Let $V$ be a vector space and $S\subseteq V$ be a subset.
$S$ is linearly independent if there is no $T\subset S$ such that
\[\langle T\rangle = \langle S\rangle.\]$S$ is linearly dependent if it is not linearly independent.
Let $V$ be a vector space over $F$ and
\[S = \{v_1,\cdots,v_n\} \subseteq V\]be a subset $(n\geq 1)$. $S$ is linearly independent if and only if for every $x\in V$ there are unique $\lambda_1$, $\cdots$, $\lambda_n\in F$ such that
\[\sum_{i=1}^n \lambda_i v_i = x.\](In other words,
\[f : F^n \to V, \,% (\lambda_1,\cdots,\lambda_n) \mapsto \sum_{i=1}^n \lambda_i v_i\]is a monomorphism.)
In particular, since
\[\sum_{i=1}^n 0\cdot v_i = 0,\]we have:
Let $V$ be a vector space over $F$ and
\[S = \{v_1,\cdots,v_n\} \subseteq V\]be a subset $(n\geq 1)$. If for all $\lambda_1$, $\cdots$, $\lambda_n\in F$,
\[\sum_{i=1}^n \lambda_i v_i = 0 \enspace\rimp\enspace \forall i\in\llbra n\rrbra : \lambda_i = 0,\]then $S$ is linearly independent.
Let $V$ be a vector space over $F$.
For any $v\in V$, $\{v\}$ is linearly independent if and only if $v\neq 0$.
For any finite $S\subseteq V$, if $0\in S$, then $S$ is linearly dependent.

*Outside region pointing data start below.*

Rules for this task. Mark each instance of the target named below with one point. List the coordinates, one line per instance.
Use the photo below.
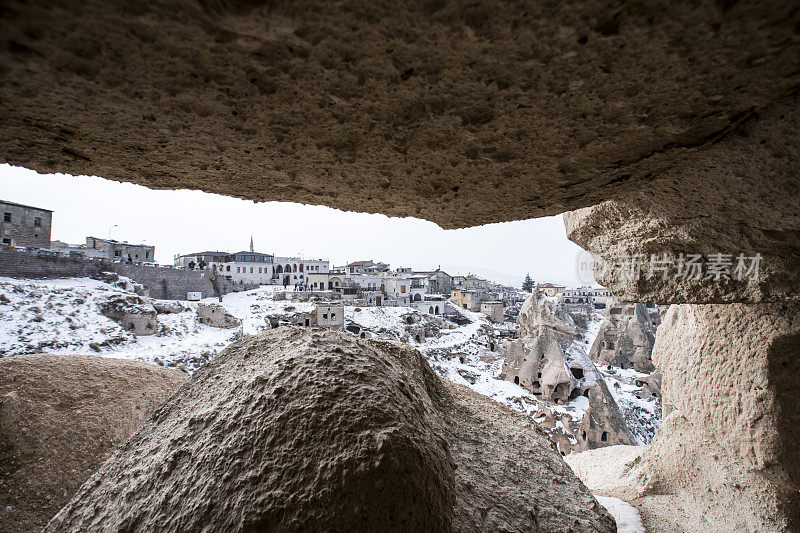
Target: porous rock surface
(537, 360)
(60, 419)
(728, 445)
(301, 428)
(737, 197)
(626, 338)
(459, 114)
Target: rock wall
(302, 428)
(462, 115)
(728, 441)
(61, 417)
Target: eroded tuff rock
(603, 424)
(460, 114)
(303, 428)
(538, 359)
(626, 338)
(60, 419)
(728, 445)
(734, 197)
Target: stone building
(439, 281)
(597, 297)
(550, 289)
(123, 251)
(25, 225)
(493, 310)
(365, 267)
(256, 268)
(326, 316)
(469, 299)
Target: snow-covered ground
(63, 316)
(626, 515)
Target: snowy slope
(63, 316)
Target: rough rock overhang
(460, 113)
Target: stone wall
(163, 283)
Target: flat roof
(25, 206)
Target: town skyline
(92, 206)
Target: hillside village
(573, 359)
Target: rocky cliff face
(538, 360)
(626, 338)
(61, 417)
(301, 428)
(546, 361)
(728, 439)
(419, 109)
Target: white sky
(185, 221)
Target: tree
(527, 285)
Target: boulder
(61, 417)
(132, 312)
(216, 316)
(312, 429)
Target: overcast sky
(186, 221)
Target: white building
(364, 267)
(432, 304)
(600, 298)
(254, 268)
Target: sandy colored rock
(743, 198)
(462, 115)
(607, 471)
(304, 428)
(60, 419)
(603, 423)
(626, 338)
(727, 447)
(538, 361)
(612, 471)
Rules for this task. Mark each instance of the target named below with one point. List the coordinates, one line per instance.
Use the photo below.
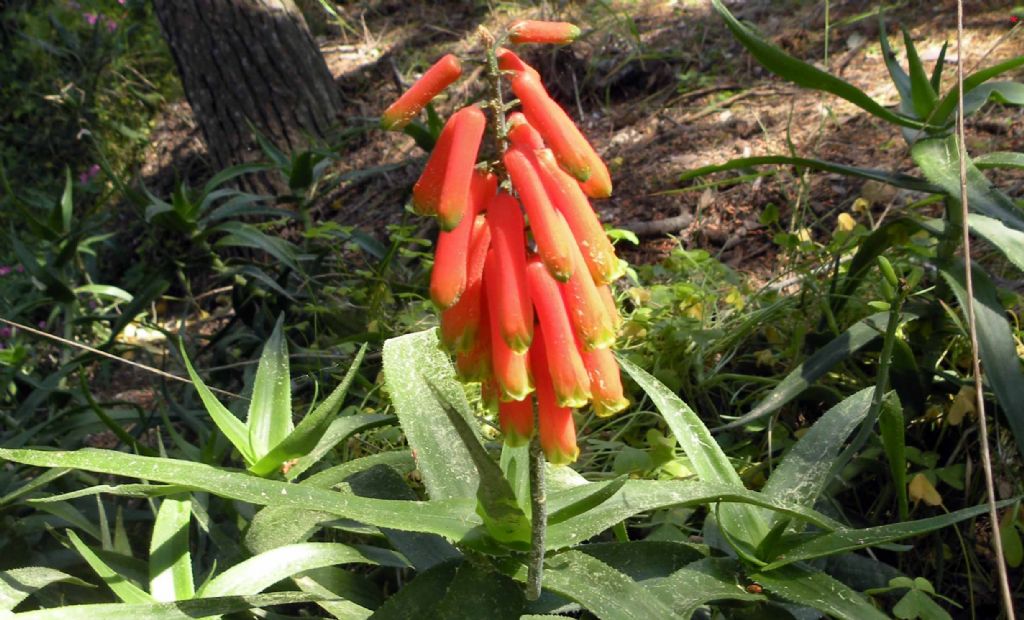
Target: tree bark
(250, 65)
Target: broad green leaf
(308, 432)
(999, 159)
(412, 365)
(474, 589)
(1000, 364)
(103, 290)
(170, 561)
(707, 457)
(948, 104)
(337, 431)
(454, 519)
(601, 589)
(699, 583)
(804, 472)
(805, 547)
(352, 596)
(939, 160)
(18, 584)
(125, 590)
(260, 572)
(246, 236)
(815, 589)
(823, 360)
(269, 418)
(802, 74)
(181, 610)
(642, 560)
(639, 496)
(233, 428)
(897, 179)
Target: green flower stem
(539, 515)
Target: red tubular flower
(568, 375)
(461, 322)
(560, 133)
(554, 421)
(550, 232)
(436, 79)
(516, 420)
(474, 363)
(427, 191)
(508, 60)
(532, 31)
(586, 308)
(466, 136)
(507, 267)
(511, 369)
(522, 135)
(605, 381)
(569, 200)
(448, 279)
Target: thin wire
(103, 354)
(986, 458)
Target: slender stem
(986, 458)
(539, 515)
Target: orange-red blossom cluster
(521, 318)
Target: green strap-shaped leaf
(124, 589)
(707, 457)
(939, 160)
(182, 610)
(897, 179)
(823, 360)
(802, 74)
(453, 519)
(806, 547)
(1000, 364)
(260, 572)
(699, 583)
(418, 373)
(233, 428)
(804, 470)
(815, 589)
(18, 584)
(170, 561)
(301, 441)
(269, 418)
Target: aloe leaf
(805, 468)
(454, 519)
(805, 75)
(806, 547)
(260, 572)
(999, 361)
(170, 561)
(269, 418)
(412, 365)
(815, 589)
(181, 610)
(897, 179)
(233, 428)
(306, 435)
(707, 457)
(699, 583)
(18, 584)
(923, 96)
(124, 589)
(823, 360)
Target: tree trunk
(250, 65)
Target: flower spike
(437, 78)
(568, 375)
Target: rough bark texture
(250, 65)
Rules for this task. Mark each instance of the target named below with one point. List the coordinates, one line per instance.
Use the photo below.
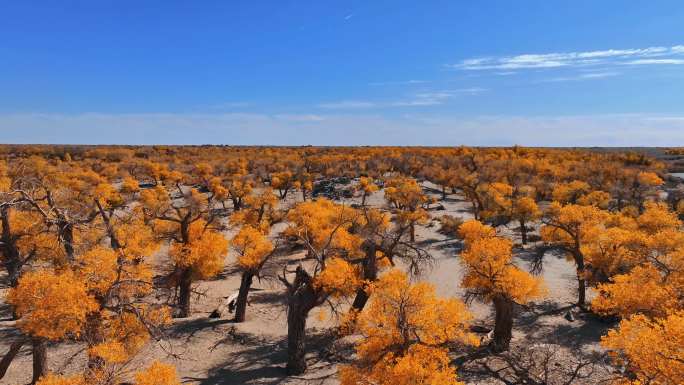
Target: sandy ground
(216, 351)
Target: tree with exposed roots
(50, 306)
(492, 276)
(197, 247)
(406, 331)
(406, 195)
(568, 228)
(322, 227)
(253, 249)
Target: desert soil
(210, 351)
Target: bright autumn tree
(51, 306)
(156, 374)
(197, 247)
(406, 195)
(284, 182)
(322, 227)
(406, 330)
(571, 192)
(492, 276)
(253, 249)
(568, 228)
(650, 349)
(383, 243)
(259, 211)
(119, 279)
(524, 210)
(367, 187)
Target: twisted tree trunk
(10, 355)
(370, 274)
(503, 328)
(185, 291)
(39, 358)
(241, 301)
(302, 297)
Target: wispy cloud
(348, 104)
(230, 105)
(398, 83)
(420, 99)
(585, 76)
(300, 117)
(345, 129)
(640, 56)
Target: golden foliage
(251, 247)
(157, 374)
(490, 272)
(204, 252)
(51, 305)
(400, 315)
(651, 349)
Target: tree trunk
(94, 336)
(523, 232)
(9, 356)
(581, 281)
(302, 297)
(67, 232)
(503, 327)
(10, 252)
(184, 295)
(582, 290)
(39, 359)
(370, 274)
(241, 301)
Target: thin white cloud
(396, 83)
(640, 56)
(230, 105)
(348, 104)
(417, 100)
(655, 61)
(345, 129)
(300, 117)
(585, 76)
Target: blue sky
(559, 73)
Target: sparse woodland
(139, 265)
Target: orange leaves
(651, 349)
(51, 305)
(52, 379)
(525, 208)
(472, 230)
(405, 194)
(204, 251)
(98, 268)
(570, 192)
(251, 246)
(421, 365)
(490, 272)
(399, 313)
(157, 374)
(339, 278)
(404, 326)
(657, 217)
(324, 227)
(642, 290)
(649, 179)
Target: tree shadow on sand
(263, 362)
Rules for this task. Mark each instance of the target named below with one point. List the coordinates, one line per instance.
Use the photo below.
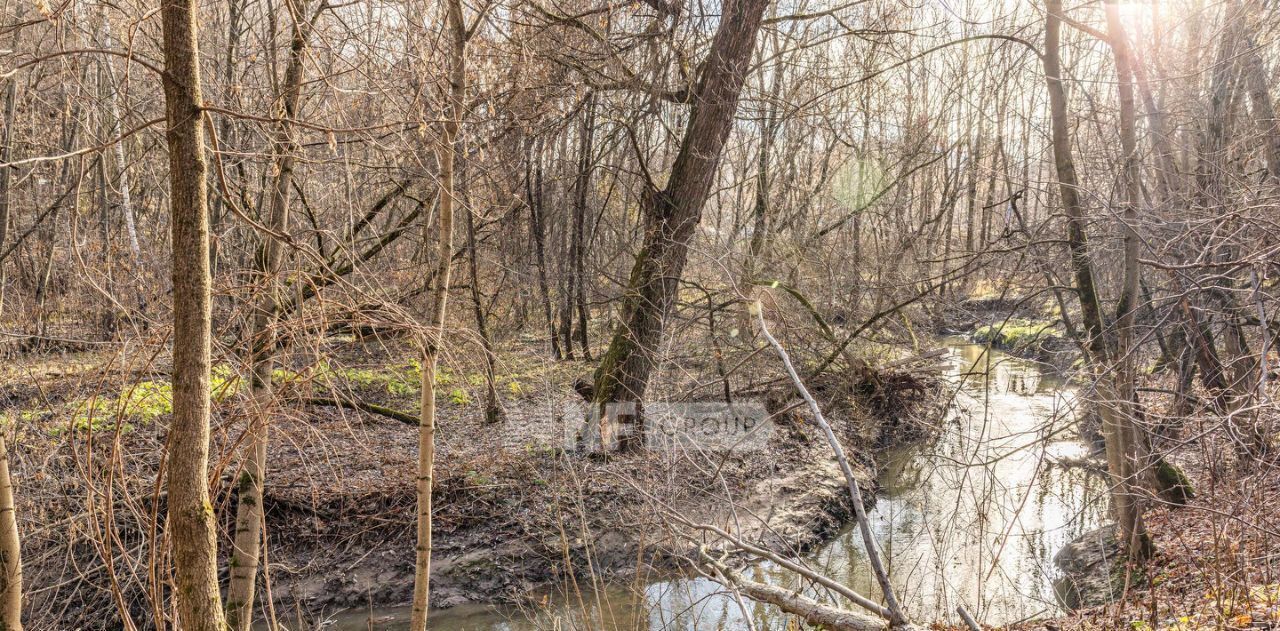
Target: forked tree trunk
(1111, 406)
(191, 517)
(446, 152)
(672, 214)
(246, 549)
(10, 551)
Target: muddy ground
(516, 513)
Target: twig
(407, 419)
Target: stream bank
(951, 534)
(519, 520)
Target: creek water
(969, 519)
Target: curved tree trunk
(1114, 408)
(672, 214)
(457, 36)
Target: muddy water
(972, 519)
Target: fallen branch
(810, 611)
(792, 566)
(896, 617)
(407, 419)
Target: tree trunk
(191, 517)
(10, 549)
(672, 214)
(1111, 406)
(10, 99)
(114, 129)
(247, 544)
(446, 154)
(492, 410)
(534, 193)
(576, 300)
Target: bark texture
(191, 516)
(457, 35)
(10, 549)
(672, 213)
(247, 544)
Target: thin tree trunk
(1129, 435)
(895, 612)
(191, 517)
(577, 252)
(246, 549)
(1110, 405)
(446, 154)
(534, 193)
(122, 170)
(492, 408)
(10, 549)
(10, 99)
(672, 214)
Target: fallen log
(407, 419)
(807, 608)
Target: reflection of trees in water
(1016, 378)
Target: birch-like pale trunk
(446, 155)
(10, 548)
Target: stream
(969, 519)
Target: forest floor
(1217, 561)
(515, 513)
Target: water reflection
(973, 519)
(976, 517)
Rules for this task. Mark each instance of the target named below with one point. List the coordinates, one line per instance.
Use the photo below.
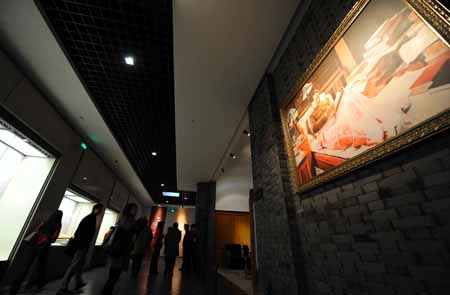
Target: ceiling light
(129, 60)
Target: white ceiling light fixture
(129, 60)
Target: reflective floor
(180, 284)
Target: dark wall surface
(384, 229)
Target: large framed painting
(380, 84)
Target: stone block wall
(384, 229)
(275, 253)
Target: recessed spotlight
(129, 60)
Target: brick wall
(384, 229)
(273, 235)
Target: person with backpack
(78, 248)
(120, 245)
(38, 244)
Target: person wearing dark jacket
(157, 245)
(187, 250)
(120, 246)
(141, 244)
(38, 247)
(81, 242)
(171, 250)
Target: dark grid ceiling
(137, 102)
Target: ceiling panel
(137, 102)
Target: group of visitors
(129, 240)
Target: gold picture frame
(437, 18)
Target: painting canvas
(387, 73)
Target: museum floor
(180, 284)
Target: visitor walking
(187, 250)
(120, 245)
(141, 244)
(171, 250)
(78, 247)
(37, 246)
(157, 245)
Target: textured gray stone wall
(384, 229)
(273, 234)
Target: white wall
(22, 100)
(19, 198)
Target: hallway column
(205, 220)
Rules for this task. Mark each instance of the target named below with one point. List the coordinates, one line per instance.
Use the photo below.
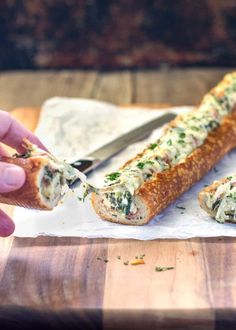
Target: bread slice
(46, 179)
(218, 200)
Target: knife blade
(97, 157)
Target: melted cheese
(223, 201)
(179, 141)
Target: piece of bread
(46, 179)
(219, 199)
(156, 192)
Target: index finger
(12, 133)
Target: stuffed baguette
(219, 199)
(46, 179)
(190, 146)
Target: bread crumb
(137, 262)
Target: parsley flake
(152, 146)
(163, 269)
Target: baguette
(190, 146)
(219, 199)
(46, 179)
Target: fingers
(12, 133)
(7, 226)
(12, 177)
(3, 152)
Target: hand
(12, 177)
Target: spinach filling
(122, 202)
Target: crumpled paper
(74, 127)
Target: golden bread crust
(167, 186)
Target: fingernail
(13, 176)
(7, 227)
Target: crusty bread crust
(168, 185)
(202, 198)
(29, 194)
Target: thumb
(12, 177)
(7, 226)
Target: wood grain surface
(58, 283)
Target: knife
(99, 156)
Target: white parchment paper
(73, 127)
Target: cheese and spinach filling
(222, 202)
(180, 139)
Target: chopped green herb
(141, 165)
(180, 207)
(112, 176)
(150, 162)
(194, 128)
(163, 269)
(152, 146)
(182, 135)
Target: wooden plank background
(41, 276)
(177, 86)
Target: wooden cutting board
(84, 282)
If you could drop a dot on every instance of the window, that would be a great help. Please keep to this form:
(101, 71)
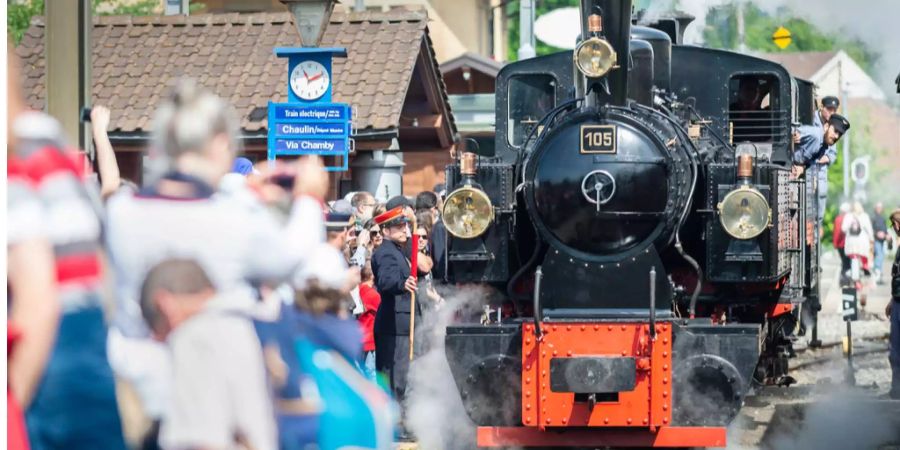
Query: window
(753, 109)
(530, 98)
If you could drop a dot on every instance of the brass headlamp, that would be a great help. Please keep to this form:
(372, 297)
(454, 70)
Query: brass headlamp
(468, 211)
(594, 57)
(744, 213)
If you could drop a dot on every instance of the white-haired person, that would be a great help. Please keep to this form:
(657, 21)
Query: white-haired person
(181, 215)
(857, 227)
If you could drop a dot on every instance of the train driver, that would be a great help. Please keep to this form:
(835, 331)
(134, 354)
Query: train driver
(815, 143)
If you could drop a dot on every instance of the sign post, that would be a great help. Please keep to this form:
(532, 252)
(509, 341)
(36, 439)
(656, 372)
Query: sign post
(310, 123)
(850, 311)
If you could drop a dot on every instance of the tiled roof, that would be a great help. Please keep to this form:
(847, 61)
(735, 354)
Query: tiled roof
(801, 64)
(135, 61)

For any finite $S\subseteq V$, $S$ is linearly dependent if and only if some vector from $S$ is a linearly combination of others:
\[\exists v\in S : v\in\langle S\setminus\{v\}\rangle.\]
Notation
- $\langle S\rangle$
- The linear span of $S$.
- $\llbra n\rrbra$
- $\{1,2,\cdots,n\}$.